Voyage au pays des HOUYHNHNMS.

CHAPITRE I.

L’Auteur entreprend un Voyage en Qualité de Capitaine d’un Vaisseau. Ses gens conspirent contre lui, le tiennent pendant quelque tems renfermé dans sa Cabane, & le mettent à Terre dans un Pays inconnu. Il avance dans le Pays. Description d’un Etrange Animal nommé Yahoo. L’Auteur rencontre deux Houyhnhnms.

JE passai environ cinq Mois dans ma Maison avec ma Femme & mes Enfans, & aurois été fort heureux si j’avois su sentir mon Bonheur. Je laissai ma Femme enceinte, & acceptai une offre fort avantageuse qui me fut faite d’être Capitaine du Hazardeux, Vaisseau Marchand de 350. Tonneaux: Car j’entendois fort bien la Navigation, & étant las de l’Emploi de Chirurgien sur Mer, (Emploi néanmoins auquel je ne renonçois pas si absolument que je ne fusse prêt à l’exercer en tems & lieu) j’engageai en cette qualité un certain Robert Purefoy, jeune Homme assez Habile dans sa Profession. Nous partimes de Portsmouth le second d’Aoust 1710, le quatorziéme nous rencontrâmes le Capitaine Pocock qui aloit à la Baye de Campêche pour y couper du Bois du même nom. Le 16. nous fumes separez de lui par une Tempête; j’apris à mon Retour que son Vaisseau avoit coulé à fond, & que de tout l’Equipage il n’y avoit qu’un seul Mousse qui se fut sauvé. C’étoit un honête Homme & un fort bon Marinier, mais un peu trop positif dans ses sentimens, ce qui fut la cause de sa perte, comme ce l’a été de celle de plusieurs autres.

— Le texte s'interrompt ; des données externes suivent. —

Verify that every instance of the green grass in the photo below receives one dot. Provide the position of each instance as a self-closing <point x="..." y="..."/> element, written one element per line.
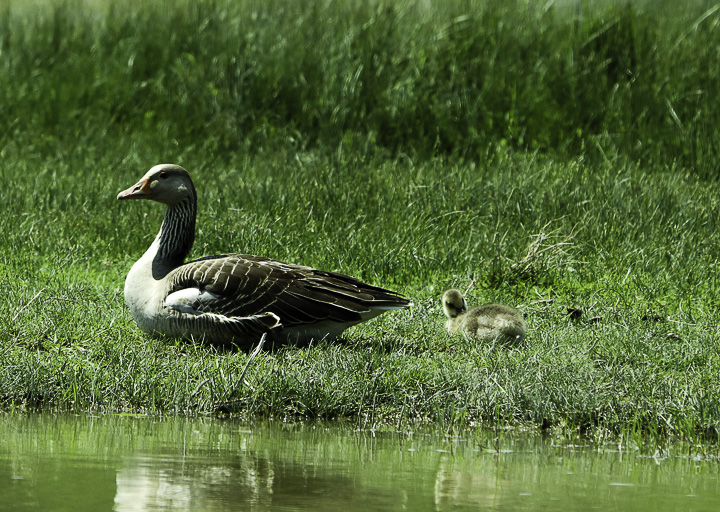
<point x="559" y="159"/>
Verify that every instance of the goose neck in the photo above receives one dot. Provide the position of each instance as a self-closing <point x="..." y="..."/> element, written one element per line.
<point x="175" y="239"/>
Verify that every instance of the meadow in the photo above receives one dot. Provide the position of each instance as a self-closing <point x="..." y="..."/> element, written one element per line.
<point x="561" y="158"/>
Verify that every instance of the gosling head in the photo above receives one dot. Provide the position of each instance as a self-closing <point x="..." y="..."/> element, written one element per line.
<point x="454" y="303"/>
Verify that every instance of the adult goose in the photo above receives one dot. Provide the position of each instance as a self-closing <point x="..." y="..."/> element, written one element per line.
<point x="485" y="323"/>
<point x="233" y="299"/>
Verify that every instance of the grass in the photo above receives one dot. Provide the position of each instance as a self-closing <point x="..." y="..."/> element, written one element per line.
<point x="561" y="159"/>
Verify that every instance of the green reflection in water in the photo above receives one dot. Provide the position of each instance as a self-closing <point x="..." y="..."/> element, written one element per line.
<point x="122" y="463"/>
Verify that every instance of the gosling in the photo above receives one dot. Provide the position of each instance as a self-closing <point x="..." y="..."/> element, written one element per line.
<point x="489" y="322"/>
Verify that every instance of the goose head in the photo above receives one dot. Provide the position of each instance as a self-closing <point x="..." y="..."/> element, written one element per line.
<point x="165" y="183"/>
<point x="454" y="303"/>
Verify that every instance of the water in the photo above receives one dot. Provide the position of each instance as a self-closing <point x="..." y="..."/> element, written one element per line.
<point x="126" y="463"/>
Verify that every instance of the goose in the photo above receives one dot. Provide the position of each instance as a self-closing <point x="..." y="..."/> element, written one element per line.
<point x="234" y="299"/>
<point x="485" y="323"/>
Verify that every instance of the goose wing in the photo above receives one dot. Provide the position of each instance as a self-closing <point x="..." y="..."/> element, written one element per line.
<point x="243" y="286"/>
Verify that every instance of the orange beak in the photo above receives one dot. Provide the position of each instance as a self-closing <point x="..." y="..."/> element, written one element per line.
<point x="141" y="190"/>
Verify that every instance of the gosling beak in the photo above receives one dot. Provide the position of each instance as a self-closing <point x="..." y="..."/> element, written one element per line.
<point x="141" y="190"/>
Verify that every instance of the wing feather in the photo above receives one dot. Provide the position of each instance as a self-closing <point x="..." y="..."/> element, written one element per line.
<point x="244" y="286"/>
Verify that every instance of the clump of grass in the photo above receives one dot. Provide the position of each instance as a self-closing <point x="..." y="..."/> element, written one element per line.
<point x="443" y="79"/>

Car s’il avoit suivi mon Avis, il seroit peut être à present comme moi sain & sauf au milieu de sa Famille.

Des Fievres chaudes m’emportérent tant de monde, que je fus obligé de toucher aux Barbades pour y faire de nouvelles Recrues. Mais je ne tardai guéres à me repentir du choix que je fis, ceux que je pris à mon Bord ayant presque tous été Boucaniers. Tout l’Equipage de mon Vaisseau consistoit en vingt-cinq Hommes, & mes ordres portoient que je trafiquerois avec les Indiens de la Mer du Sud, & que je tacherois de faire quelques nouvelles Decouvertes. Ces Boucaniers debauchérent le reste de mes gens, & tous ensemble formérent le Dessein de se rendre Maitres du Vaisseau; Dessein qu’ils exécutérent un beau Matin en se jettant tout d’un coup dans ma Cabane, & en me liant pieds & mains, avec menace de me jetter dans la Mer si je faisois la moindre Resistance. Je leur dis que je me reconnoissois leur prisonnier, & que je leur promettois la plus entiére soumission. Ils exigérent de moi que je confirmasse cette promesse par serment; après quoi ils me deliérent, à un de mes Bras près qu’ils atachérent avec une Chaine à mon Lit, & placérent une sentinelle avec un Fusil chargé à ma porte, avec ordre de tirer sur moi, dès que je ferois le moindre éfort pour me détacher. Ils m’envoyerent à manger & à boire, & se chargérent du Gouvernement du Vaisseau. Leur Dessein étoit de pirater sur les Espagnols, ce qu’ils ne pouvoient faire à moins que d’être plus forts de Monde. Mais avant que de rien entreprendre, ils étoient dans l’intention de vendre les Marchandises qui étoient dans le Vaisseau, & puis d’aler à Madagascar pour y faire des Recrues, quelques uns d’eux étant morts depuis qu’ils m’obligeoient à garder la Chambre. Cette espèce de prison dura quelques semaines, pendant lesquelles ils firent commerce avec les Indiens, sans que je sçusse quel Cours ils prenoient, étant étroitement gardé dans ma Cabane, & atendant à tout moment qu’ils executeroient la menace de me tuer, qu’ils me faisoient reguliérement huit ou dix fois par jour.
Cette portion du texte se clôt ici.